Lui qui ne jurait autrefois que par Mission Of Burma ressort aujourd’hui sa vieille guitare en bois du placard et débranche toutes ses pédales de distorsion pour refaire ses gammes à l’écoute de Davy Graham ou Bert Jansch. Certes, les fans les plus attentifs avaient pu repérer, çà et là, les signes avant-coureurs de cette volte-face. Celui qui chantait autrefois I wish I could bring Nick Drake back to life (Sky Is Too High) a simplement attendu le moment approprié pour ressusciter à sa manière ses vieux héros disparus. Dans ce contexte plus dépouillé, et malgré quelques inévitables longueurs redondantes (quinze morceaux tout de même), The Spinning Top offre l’occasion de s’émerveiller une fois encore devant les immenses qualités de songwriter et de guitariste de Graham Coxon, capable de se mesurer sans rougir aux maîtres du passé.

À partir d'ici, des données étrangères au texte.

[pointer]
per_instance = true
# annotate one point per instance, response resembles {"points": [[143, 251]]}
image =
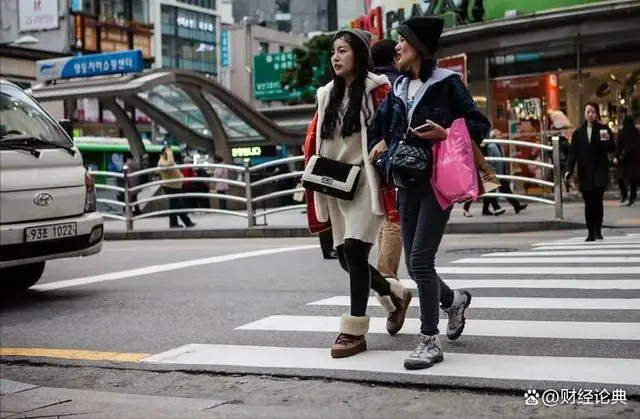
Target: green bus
{"points": [[108, 154]]}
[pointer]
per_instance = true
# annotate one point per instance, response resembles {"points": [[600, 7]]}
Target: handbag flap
{"points": [[332, 173]]}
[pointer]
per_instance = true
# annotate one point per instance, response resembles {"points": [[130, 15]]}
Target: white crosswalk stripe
{"points": [[564, 311]]}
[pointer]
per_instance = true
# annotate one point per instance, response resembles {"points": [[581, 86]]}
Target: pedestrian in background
{"points": [[494, 150], [174, 187], [338, 131], [221, 187], [590, 148], [425, 93], [390, 237], [188, 185], [627, 161]]}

On imagine parfaitement, par exemple, Look Into The Light ou In The Morning joués au petit matin lors d’une deuxième journée de festival à l’île de Wight en 1970. Les irréductible nostalgiques de Blur pourront, quant à eux, étudier les liens de filiation et de cousinage entre certains des plus beaux titres de l’album, présentés ici sans le moindre apparat, et leurs plus illustres prédécesseurs : Dead Bees et ses réminiscences de Beetlebum, ou Humble Man, dont les accords évoquent furieusement ceux de Coffee And TV. Devenu économe en électricité, Graham Coxon n’a donc nul besoin du courant pour placer ses chansons sous très haute tension.